The settlement would mean a postponement or cancellation of the trials tentatively scheduled to begin in May.

Some of the cases scheduled to be heard first included that of a fire-fighter who died of throat cancer and another who needed a lung transplant, as well as workers with less serious ailments, including a Consolidated Edison utility company employee with limited exposure to the debris pile and no current serious illness.

The deal would make the city and other companies represented by the insurer liable for a minimum of $575 million, with more money available to the sick if certain conditions are met.

Most if not all of the money would come out of a $1 billion grant from the Federal Emergency Management Agency.

Marc Bern, a senior partner with the law firm Worby, Groner, Edelman & Napoli, Bern LLP, which negotiated the deal, said it was “a good settlement.”

Workers who wish to participate in the settlement would need to prove they had been at the World Trade Centre site or other facilities that handled debris. They also would have to turn over medical records and provide other information aimed at weeding out fraudulent or dubious claims.

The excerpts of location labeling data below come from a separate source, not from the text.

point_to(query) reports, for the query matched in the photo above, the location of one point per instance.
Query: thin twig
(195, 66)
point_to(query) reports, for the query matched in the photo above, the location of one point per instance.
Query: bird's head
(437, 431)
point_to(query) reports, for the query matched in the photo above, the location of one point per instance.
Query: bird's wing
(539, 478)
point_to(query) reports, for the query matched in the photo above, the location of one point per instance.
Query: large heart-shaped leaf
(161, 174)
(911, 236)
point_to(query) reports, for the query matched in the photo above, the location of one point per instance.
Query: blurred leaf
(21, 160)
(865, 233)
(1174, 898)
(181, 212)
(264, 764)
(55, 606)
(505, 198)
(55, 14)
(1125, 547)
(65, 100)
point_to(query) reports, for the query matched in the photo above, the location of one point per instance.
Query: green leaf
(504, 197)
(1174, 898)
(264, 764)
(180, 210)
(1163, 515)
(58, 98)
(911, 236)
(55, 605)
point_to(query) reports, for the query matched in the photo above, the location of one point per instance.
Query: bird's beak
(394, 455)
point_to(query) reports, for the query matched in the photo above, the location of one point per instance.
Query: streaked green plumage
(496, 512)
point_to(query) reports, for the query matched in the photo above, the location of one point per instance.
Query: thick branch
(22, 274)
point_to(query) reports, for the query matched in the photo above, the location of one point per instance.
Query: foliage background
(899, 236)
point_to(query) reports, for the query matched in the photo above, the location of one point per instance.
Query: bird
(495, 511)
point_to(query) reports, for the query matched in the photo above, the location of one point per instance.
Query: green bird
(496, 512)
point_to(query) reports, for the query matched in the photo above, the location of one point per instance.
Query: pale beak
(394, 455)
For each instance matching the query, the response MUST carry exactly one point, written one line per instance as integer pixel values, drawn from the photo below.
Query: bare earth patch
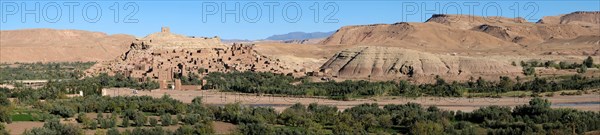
(588, 102)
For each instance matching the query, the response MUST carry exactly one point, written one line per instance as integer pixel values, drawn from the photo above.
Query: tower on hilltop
(165, 30)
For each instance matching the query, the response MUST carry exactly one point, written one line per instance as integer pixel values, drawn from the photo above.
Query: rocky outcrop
(51, 45)
(452, 33)
(416, 36)
(588, 18)
(393, 62)
(165, 56)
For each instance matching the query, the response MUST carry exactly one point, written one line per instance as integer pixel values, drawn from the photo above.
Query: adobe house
(165, 57)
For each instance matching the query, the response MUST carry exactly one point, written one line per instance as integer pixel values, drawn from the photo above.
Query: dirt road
(589, 102)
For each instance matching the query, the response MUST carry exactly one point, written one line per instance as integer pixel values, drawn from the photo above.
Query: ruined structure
(165, 57)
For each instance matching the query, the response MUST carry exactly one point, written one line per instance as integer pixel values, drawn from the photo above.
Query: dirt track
(589, 102)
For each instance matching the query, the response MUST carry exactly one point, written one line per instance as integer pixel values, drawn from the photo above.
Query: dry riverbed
(590, 102)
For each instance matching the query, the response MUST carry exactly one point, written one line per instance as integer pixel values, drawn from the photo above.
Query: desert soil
(588, 102)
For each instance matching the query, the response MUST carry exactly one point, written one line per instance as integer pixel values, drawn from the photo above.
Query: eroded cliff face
(52, 45)
(393, 62)
(465, 33)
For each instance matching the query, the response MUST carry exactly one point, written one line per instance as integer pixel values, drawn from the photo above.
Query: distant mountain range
(292, 37)
(300, 35)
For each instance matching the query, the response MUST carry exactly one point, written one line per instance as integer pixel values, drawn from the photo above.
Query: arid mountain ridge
(447, 45)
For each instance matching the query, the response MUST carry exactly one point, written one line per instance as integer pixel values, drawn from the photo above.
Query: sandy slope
(50, 45)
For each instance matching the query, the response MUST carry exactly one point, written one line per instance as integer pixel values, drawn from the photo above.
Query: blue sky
(204, 18)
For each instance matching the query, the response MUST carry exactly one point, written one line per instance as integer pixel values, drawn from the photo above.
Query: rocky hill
(464, 33)
(590, 18)
(392, 62)
(165, 56)
(50, 45)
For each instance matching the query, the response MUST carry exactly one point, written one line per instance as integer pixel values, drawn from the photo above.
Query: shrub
(165, 120)
(153, 122)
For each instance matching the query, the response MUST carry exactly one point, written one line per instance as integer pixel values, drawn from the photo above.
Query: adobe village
(452, 74)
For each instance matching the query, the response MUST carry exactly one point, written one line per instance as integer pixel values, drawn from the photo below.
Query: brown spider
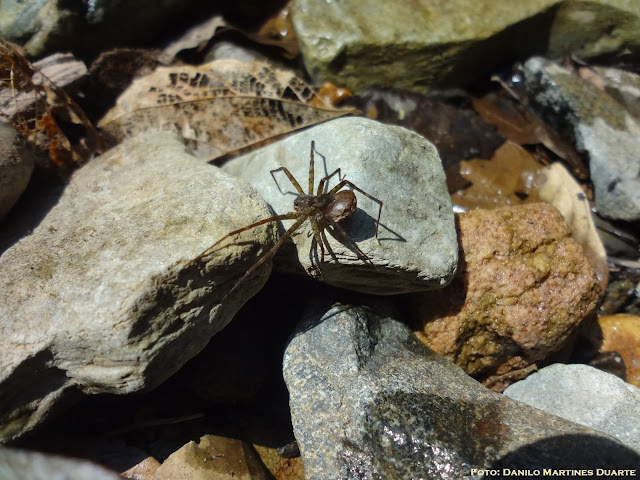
(323, 210)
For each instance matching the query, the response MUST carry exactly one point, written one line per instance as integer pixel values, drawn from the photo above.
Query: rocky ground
(473, 315)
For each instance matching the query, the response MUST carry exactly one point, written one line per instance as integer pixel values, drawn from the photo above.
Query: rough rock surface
(415, 45)
(88, 27)
(16, 166)
(212, 457)
(423, 44)
(22, 464)
(417, 247)
(584, 395)
(522, 287)
(618, 334)
(601, 129)
(369, 401)
(104, 295)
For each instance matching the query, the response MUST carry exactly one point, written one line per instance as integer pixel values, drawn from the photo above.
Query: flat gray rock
(414, 45)
(369, 401)
(601, 129)
(105, 295)
(417, 247)
(22, 464)
(16, 166)
(584, 395)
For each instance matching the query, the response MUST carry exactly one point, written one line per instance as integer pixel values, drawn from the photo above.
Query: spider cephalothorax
(324, 210)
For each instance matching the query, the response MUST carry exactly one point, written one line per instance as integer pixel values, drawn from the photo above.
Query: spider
(324, 210)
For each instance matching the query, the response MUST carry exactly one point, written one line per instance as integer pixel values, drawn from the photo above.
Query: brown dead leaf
(557, 186)
(331, 94)
(516, 123)
(278, 31)
(41, 111)
(218, 107)
(506, 179)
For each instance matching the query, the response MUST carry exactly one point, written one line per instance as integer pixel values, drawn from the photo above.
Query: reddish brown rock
(620, 333)
(523, 286)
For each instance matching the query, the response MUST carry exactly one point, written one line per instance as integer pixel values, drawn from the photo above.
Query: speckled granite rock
(22, 464)
(523, 286)
(16, 166)
(601, 129)
(369, 401)
(105, 296)
(423, 44)
(414, 45)
(584, 395)
(396, 166)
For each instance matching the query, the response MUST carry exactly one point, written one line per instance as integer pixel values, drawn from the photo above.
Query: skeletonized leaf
(219, 107)
(41, 111)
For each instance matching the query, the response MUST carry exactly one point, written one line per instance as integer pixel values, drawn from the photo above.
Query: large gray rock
(16, 166)
(369, 401)
(584, 395)
(413, 45)
(600, 127)
(21, 464)
(105, 295)
(417, 247)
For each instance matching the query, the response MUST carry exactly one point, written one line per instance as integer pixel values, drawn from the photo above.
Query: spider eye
(343, 206)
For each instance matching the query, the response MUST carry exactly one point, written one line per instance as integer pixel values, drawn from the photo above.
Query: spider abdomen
(343, 205)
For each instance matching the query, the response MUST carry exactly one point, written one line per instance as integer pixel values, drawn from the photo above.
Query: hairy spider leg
(324, 180)
(271, 252)
(311, 167)
(347, 182)
(286, 216)
(291, 178)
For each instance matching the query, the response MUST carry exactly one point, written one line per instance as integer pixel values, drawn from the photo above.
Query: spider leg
(266, 256)
(355, 187)
(317, 239)
(286, 216)
(291, 178)
(326, 242)
(311, 167)
(321, 185)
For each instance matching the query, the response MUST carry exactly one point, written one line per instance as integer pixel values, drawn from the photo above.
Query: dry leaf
(278, 31)
(143, 470)
(41, 111)
(506, 179)
(331, 94)
(558, 187)
(218, 107)
(519, 125)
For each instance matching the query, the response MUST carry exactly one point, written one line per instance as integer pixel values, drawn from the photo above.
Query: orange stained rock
(522, 288)
(621, 333)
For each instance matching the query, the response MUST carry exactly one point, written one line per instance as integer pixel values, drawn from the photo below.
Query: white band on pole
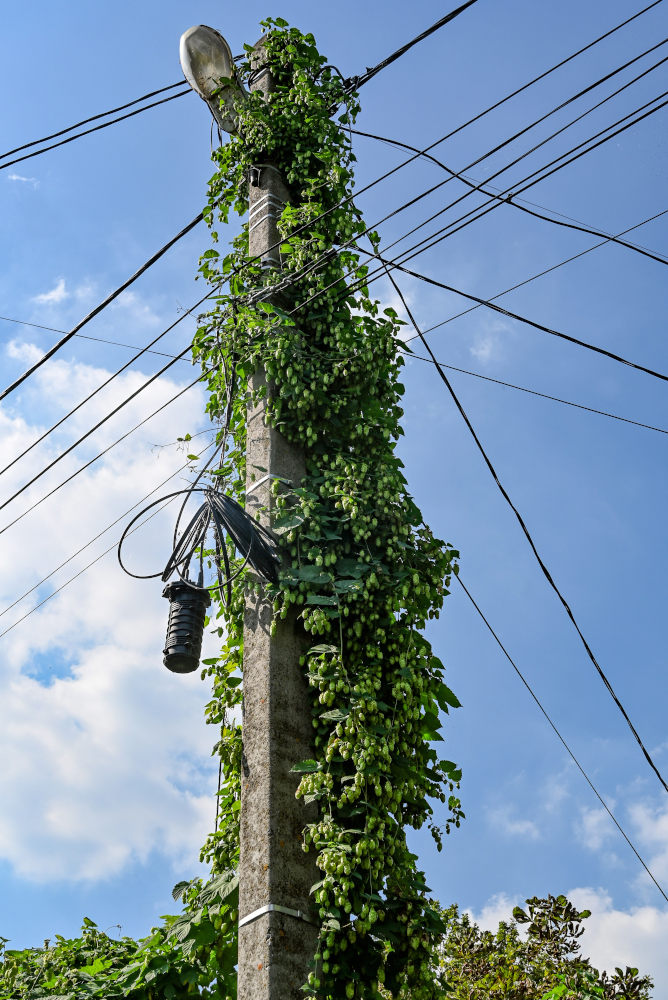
(275, 908)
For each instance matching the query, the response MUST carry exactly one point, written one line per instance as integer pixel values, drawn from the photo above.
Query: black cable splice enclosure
(185, 627)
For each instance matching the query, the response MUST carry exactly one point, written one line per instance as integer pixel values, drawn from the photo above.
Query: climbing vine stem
(362, 571)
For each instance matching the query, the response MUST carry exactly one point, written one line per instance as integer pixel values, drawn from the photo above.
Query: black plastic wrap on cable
(185, 627)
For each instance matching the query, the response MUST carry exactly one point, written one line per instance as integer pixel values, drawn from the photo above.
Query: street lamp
(206, 60)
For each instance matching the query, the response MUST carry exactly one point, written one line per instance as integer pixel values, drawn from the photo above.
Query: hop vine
(362, 572)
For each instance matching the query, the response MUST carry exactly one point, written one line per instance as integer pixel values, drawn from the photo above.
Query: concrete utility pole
(277, 938)
(276, 943)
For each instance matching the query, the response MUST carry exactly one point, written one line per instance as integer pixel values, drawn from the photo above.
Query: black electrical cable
(515, 203)
(540, 274)
(91, 430)
(522, 156)
(440, 235)
(527, 535)
(582, 343)
(506, 195)
(99, 388)
(102, 305)
(534, 392)
(522, 319)
(78, 574)
(91, 541)
(96, 128)
(94, 118)
(358, 81)
(443, 233)
(83, 336)
(469, 217)
(559, 736)
(460, 128)
(95, 458)
(356, 194)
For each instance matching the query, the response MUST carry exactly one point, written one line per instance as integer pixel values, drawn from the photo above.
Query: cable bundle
(189, 600)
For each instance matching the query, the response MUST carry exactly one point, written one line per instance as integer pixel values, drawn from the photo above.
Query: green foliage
(362, 572)
(544, 963)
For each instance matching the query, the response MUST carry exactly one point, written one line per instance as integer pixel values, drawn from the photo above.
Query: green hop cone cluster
(362, 572)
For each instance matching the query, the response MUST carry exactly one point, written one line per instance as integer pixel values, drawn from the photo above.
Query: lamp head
(206, 58)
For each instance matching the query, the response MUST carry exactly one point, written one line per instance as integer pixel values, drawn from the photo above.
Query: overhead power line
(522, 319)
(545, 571)
(83, 548)
(534, 392)
(100, 307)
(91, 430)
(105, 451)
(561, 739)
(99, 388)
(76, 329)
(358, 81)
(88, 131)
(519, 187)
(83, 336)
(87, 567)
(536, 177)
(515, 202)
(94, 118)
(459, 128)
(540, 274)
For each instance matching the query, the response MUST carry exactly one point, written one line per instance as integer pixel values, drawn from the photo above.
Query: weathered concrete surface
(275, 950)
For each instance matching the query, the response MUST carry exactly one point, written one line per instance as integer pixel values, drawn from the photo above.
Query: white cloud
(489, 344)
(504, 822)
(107, 756)
(595, 828)
(57, 294)
(24, 180)
(499, 907)
(484, 348)
(28, 353)
(635, 937)
(136, 309)
(612, 937)
(650, 827)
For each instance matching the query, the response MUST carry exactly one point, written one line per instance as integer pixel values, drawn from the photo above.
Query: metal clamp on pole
(276, 908)
(280, 479)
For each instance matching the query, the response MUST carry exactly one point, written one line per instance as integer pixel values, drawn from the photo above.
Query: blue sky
(107, 787)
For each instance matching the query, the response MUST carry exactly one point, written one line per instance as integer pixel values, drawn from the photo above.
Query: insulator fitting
(185, 628)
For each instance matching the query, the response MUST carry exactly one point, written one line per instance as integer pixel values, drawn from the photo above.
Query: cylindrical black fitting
(187, 610)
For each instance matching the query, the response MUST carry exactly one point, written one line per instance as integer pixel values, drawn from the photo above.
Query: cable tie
(281, 479)
(276, 908)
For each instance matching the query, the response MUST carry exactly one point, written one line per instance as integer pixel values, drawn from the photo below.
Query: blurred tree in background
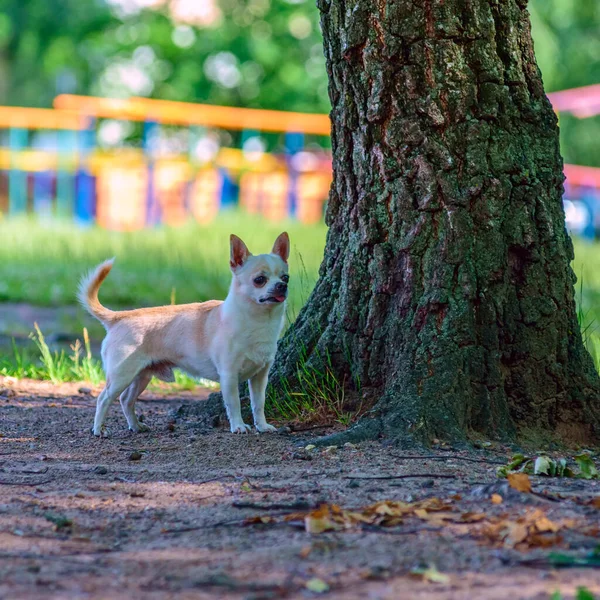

Thousands of police officers, fire-fighters and construction workers who put in time at the 16—acre (6.5—hectare) site in lower Manhattan had filed lawsuits against the city, claiming it sent them to ground zero without proper protective equipment.

Many now claim to have fallen ill. A majority complained of a respiratory problem similar to asthma, but the suits also sought damages for hundreds of other types of ailments, including cancer.